I met my husband as a single mom, and within 6 months of dating we were engaged. He was wonderful to me and my daughter, and even now we still have so much love for each other.

The problem: Shortly after we became serious I discovered that he had lied to/deceived me about various things... saying his phone was broken when he really didn't pay the bill, saying he was a casual pot smoker when later I find out he, his family, and all of his friends are daily pot smokers, waiting until we applied for our apartment directly before marriage to tell me that he owed his landlord $1500 (which I had to pay from my savings so that he could get a good rental report), telling me that he wouldn't bring pot ANYWHERE near my daughter only to have my 4 y/o tell me that while I was gone he (while he was supposed to be watching her) and his buddy were in the backroom the whole time (which in the end he admitted they were getting high back there). The list goes on. He is 12 years older than me, has never had a stable life, always lived paycheck-to-paycheck by choice, dropped out of high school without a GED, only took low-paying jobs from family/friends, and admits that he has never had anyone to count on as his reason for lying or doing anything he feels necessary to preserve himself as he sees fit.

We have fought from the beginning of our marriage (known each other for 3 years, married almost 2), and have separated NUMEROUS times ranging from a few days to 3 months over last year's holidays. Each times he leaves he keeps his paychecks (our main income) and blows through it before coming back. I am about to graduate nursing school, and have always been driven, focused and I have a healthy respect for my credit ratings and reliability. He has zero motivation to do more than minimum (which is work only - I'm a full-time student and part-time employee, but he doesn't help me with housework or parenting unless I practically beg), and has a habitual, lifelong pattern of defaulting on bills and losing service (cell, cable, rent). He didn't even file for unemployment when he was paid off, making us pay rent late.

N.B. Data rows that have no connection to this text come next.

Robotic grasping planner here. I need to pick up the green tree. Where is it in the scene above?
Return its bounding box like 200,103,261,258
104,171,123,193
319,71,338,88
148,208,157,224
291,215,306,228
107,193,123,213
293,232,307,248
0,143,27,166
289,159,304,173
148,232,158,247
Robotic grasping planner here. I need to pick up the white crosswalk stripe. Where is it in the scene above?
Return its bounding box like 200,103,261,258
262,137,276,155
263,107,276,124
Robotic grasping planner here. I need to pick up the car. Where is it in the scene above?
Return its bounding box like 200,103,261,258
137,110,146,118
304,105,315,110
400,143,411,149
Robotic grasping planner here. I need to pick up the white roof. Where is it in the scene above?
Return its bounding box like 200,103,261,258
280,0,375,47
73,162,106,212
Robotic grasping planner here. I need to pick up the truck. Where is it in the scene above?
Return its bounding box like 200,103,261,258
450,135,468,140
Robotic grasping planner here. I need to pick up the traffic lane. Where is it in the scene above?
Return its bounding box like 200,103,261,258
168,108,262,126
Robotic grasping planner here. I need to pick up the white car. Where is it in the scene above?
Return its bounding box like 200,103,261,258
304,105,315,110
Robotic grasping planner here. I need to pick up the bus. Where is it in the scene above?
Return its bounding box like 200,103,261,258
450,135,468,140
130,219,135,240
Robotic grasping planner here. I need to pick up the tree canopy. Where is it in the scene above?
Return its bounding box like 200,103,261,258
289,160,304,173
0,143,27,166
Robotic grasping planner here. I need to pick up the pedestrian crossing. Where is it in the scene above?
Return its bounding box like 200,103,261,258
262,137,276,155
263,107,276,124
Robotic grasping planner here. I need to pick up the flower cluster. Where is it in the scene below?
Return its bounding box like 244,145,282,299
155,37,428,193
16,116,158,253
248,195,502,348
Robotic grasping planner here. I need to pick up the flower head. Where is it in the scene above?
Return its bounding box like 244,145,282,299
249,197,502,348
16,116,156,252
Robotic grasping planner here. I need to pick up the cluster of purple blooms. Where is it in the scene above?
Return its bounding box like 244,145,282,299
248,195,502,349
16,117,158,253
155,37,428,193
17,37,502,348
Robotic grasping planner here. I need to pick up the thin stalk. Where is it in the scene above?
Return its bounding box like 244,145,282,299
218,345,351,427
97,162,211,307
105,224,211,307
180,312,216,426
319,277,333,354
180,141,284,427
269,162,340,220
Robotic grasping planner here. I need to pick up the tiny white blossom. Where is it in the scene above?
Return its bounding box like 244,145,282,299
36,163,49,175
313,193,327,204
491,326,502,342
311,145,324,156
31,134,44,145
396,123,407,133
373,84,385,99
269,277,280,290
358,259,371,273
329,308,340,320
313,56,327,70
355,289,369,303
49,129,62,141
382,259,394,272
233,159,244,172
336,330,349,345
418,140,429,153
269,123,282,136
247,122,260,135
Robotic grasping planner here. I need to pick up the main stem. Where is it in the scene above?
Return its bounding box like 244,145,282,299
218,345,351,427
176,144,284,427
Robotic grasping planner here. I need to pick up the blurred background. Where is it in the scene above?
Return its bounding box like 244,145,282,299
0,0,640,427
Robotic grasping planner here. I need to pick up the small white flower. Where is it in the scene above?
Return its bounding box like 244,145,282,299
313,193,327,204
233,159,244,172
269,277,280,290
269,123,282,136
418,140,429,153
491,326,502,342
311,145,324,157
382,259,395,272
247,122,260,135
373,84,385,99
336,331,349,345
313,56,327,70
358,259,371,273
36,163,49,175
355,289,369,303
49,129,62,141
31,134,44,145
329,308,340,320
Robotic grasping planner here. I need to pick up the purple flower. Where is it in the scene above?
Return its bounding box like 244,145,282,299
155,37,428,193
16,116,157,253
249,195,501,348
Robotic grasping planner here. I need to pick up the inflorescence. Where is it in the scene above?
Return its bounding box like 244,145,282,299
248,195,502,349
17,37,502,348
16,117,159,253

The last time we separated for 3 months (I told him I was fed up and wanted him gone), he came back begging for me, telling me that he realized what he had done wrong and that he wanted to be better for me and my daughter. He agreed to counseling and said that he would begin helping me pay our joint debt. [Since he doesn't care about financial responsibility, he had left me with about $13000 in debt to make payments on and didn't pay his car, in my name as cosigner, for a month - and he lost his auto insurance by nonpayment, again lying to me about keeping it.] I believed him, but during our reconciliation he never did pay a cent toward debt bills, and I found out he never paid his mother rent as agreed for living there meanwhile, which means he spent his entire paycheck every week while deceiving his mother and me (we thought he was paying the other one the whole time).

Fast-forward to now, the counselor suggested that I was controlling for not condoning pot use, and informed me that lies are normal. Maybe my standards for marriage are high, but I left and never went back. He not once backed me up during that session, but rather sat quietly while she chastised me for being so critical. I was devastated that he left me out to dry, and we fell back into our pattern of fighting. He moved out last week, and I have heard not a word from him since (he doesn't have a phone and I have no clue where he's staying).

Like I said, we still love each other as much as ever, and as when I married him I am still holding out for him to grow up and be a man, the husband I deserve. I love him with all my heart, but I realize that I suppressed my feeling for a long time and pretended it would get better. *Is this a pipe dream, thinking that he will care enough to step up?*

[I can't keep up this yo-yo pattern... It's destructive to me, but more importantly my 6 y/o daughter. She's not an idiot, and I am devastated that she now sees him leaving as commonplace.]


----------



## reachingforhappiness (Mar 22, 2010)

::Addition:: Another thing that has been a huge issue is that if things aren't perfectly peachy at home, he will stay out with his buddies all day/evening, leaving me home alone to sit and wonder what I'm doing in this marriage. He says that he would rather escape the source of a conflict, and doesn't see how much it hurts me that I'm left at home, ignored, even though I've told him how I feel about it many times.


----------



## Mal74 (Dec 24, 2009)

So if I understand this correctly, you married a man who is
- A habitual liar
- A deadbeat debtor
- A recreational drug user without self-control, maybe an addict
- Someone who openly uses drugs in the presence of your daughter
- Unmotivated to work or achieve much through work

And you are wondering if you should stay married to him.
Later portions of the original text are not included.